通常のインターネットを経由せず、すべてが暗号化されたトンネル内で行われるため、誰が何を共有しているか、外部からは一切観測できません。
検閲国家における情報のパイプラインとして機能しているようです。
2. メタデータを残さないメッセージング
Irc2P などのチャットネットワークが、I2P 内部に構築されています。
中央サーバーに依存せず、通信経路も毎回変わるため、「誰と誰が話しているか」というメタデータ自体が残りません。
追跡が困難な「密室」として機能しているようです。
3. Eepsite (I2P サイト)
Tor の Hidden Services と同様に、サーバーの IP アドレスを完全に隠蔽したまま Web サイトを公開できます。

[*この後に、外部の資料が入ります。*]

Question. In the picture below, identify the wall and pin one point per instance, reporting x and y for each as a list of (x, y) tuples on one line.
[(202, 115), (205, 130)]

I2P は双方向のトンネル(Uni-directional tunnels)を使うため、トラフィック分析に対して Tor よりも強い耐性を持つと言われています。
その他の匿名技術
Tor や I2P 以外にも、中央集権的なサーバーに依存しないプロジェクトは存在するようです。
- Hyphanet: 検閲不可能な分散ストレージ
- IPFS: 管理者のいないファイルシステム(※デフォルトでは匿名性なし)
これらは厳密にはダークウェブとは異なるものですが、「特定の管理者に依存しないインターネット」を目指すという意味では、共通の理念を持っています。
まとめ
これまで、ダークウェブの技術について調べてみました。
最初は怪しいイメージがありましたが、匿名性へのこだわりが詰まった場所、という理解も得ることができました。
悪用は厳禁ですが、使い方によっては、非常にいい技術だと思います。